UPDATE 7:30am 2/20/2010 -- looks like the fix is indeed working. We will continue to monitor the servers closely over the weekend.
Our main stats web server is being hit with a denial of service-like attack from several machines. They are accessing cgi-bin urls multiple times per second per IP, which is slowing down the web server for everyone else. We have banned some IPs, but we will look back and ban some more as needed.
Please stop running scripts -- it ruins the stats for everyone else.
UPDATE: It seems like the DOS-ers are often going to the fahproject page, so we have deactivated it for now to keep the rest of the site up. This seems to have helped a lot, coupled with some IP banning.
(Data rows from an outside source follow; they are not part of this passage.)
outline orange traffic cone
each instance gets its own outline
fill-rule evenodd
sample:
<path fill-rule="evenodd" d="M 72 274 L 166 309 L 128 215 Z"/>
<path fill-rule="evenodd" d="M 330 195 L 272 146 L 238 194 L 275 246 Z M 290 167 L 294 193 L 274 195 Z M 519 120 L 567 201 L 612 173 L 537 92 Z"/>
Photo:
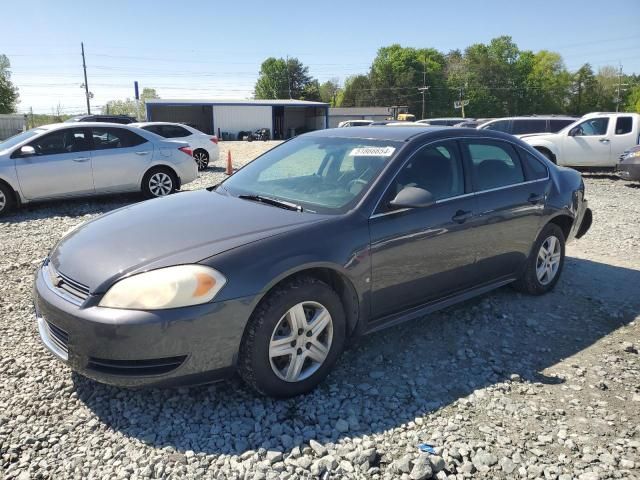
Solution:
<path fill-rule="evenodd" d="M 227 175 L 233 173 L 233 163 L 231 162 L 231 150 L 227 152 Z"/>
toTOW, one of the moderators from the FoldingForum.org community has helped to found a new web site related to Folding@home: FAH-addict. This site has been great about giving the latest info on project news, FAH updates, tutorials, and even hardware reviews. It is also available in both English and French. Since we work closely with the FoldingForum mods to coordinate Folding@home rollouts, a lot of information is available at FAH-addict as well. I suggest you check it out: http://www.fah-addict.net/
We're done with the bulk of our initial update to new hardware. We'll be doing some more work in the future to build up some additional capacity, namely hopefully getting to the point where the stats are never off line. For now I think we're in good shape. The stats are much faster than before, so we've turned back on a lot of the capabilities we previously turned off. Also, stats update are taking about 5 minutes and now are limited not so much by db access than by other issues.
Moreover, we have now set the third party stats to update once an hour (instead of once every 3 hours). It's set to update 10 minutes before the hour, every hour, so checking on the hour should be safe.
Note that the pages that are updated are:
Please do not use scripts to access our main pages (i.e. anything with a cgi-bin in the url). We reserve the right to ban any IP that violates this rule, as it slows down the stats for everyone else.
We've talked about this for some time, but now's the time to start the migration to the new stats db hardware. We are doing it now and everything looks ok so far. We are keeping several safeguards in place in case there is a problem.
IF there is a problem with the stats, please bear with us. There are several links we need to update and it's possible that a link is still pointing to the old db. Also, in case of emergency, we are keeping track of all the new stats from this point in a special place, so even in the worst case scenario, we can just go back to the old db and input all the new stats into it.
So, the stats will be down for a bit and there may be some inconsistencies for a day or so while we get all the links updated. The good news is that we'll have much faster stats soon, which will be great for all of us.
UPDATE 1 The migration is now done and it looks like everything is working. We've tested out the stats pages and done a small manual stats update. All looks good. However, since stats are so important, before diving in and just putting everything back to automatic updates, I wanted to see if donors see any problems. If you do, please report them in our forum (http://foldingforum.org).
UPDATE 2 It looks like everything has migrated well. We have the stats back on normal updates and those updates are going fast (under 10 minutes). With the new hardware, I bet we can make it even faster, but that's for later. We have turned back on certain features we previously turned off (eg CPU counts). We have more ambitious plans for the future, especially ideally getting to the point where the stats are never off line (even during updates), which is now possible with the new hardware.
Over the weekend, we've had trouble with cron on the server which initiates stats updates. This doesn't affect that stats data itself (past, present, or future), just the initiation of various tasks. This machine was backedup and then restarted this morning and it looks to be happy now. We are keeping an eye on things to make sure that all is back to normal.